In terms of what the future may hold for aspirin, Dr. Jack Hirsch, of the McMaster University Faculty of Medicine in Hamilton, Ont., said several studies either about to be published or in the final stages of research are likely to expand aspirin’s frontiers significantly in the short term. Anticipated developments after the turn of the century, however, probably ensure that different chemicals will replace aspirin.

Hirsch said an English study, whose results are to be reported shortly, has apparently found that stroke prevention can be achieved as effectively with comparatively low doses of aspirin--about 300 milligrams a day--as with higher doses of 1,200. The finding may help make it possible to achieve effective prevention in some patients whose gastrointestinal reaction to aspirin makes them unable to use the drug now.

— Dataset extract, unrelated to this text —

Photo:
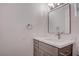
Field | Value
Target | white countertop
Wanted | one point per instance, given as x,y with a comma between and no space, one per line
56,42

Both Hirsch and Savanian said researchers are now almost unanimous in their agreement that aspirin’s anti-clotting effects come from its interaction with an enzyme called cyclooxygenase. Hirsch said it appears likely that better understanding of this reaction will boost aspirin into a position as treatment of choice.

The wisdom of lining up at the drugstore counter to buy aspirin to take every day or two to prevent heart attack is still unestablished, Hirsch added, primarily because reduction in risk from aspirin-taking alone hovers only in the 20% to 50% range in most studies. An aspirin-taker, he noted, is not rendering himself or herself immune to heart attack or stroke, by any means.

Nevertheless, he said, “I think it’s worth doing if you’re over 45. I’ve been doing it. I’ve got to put my money where my mouth is.”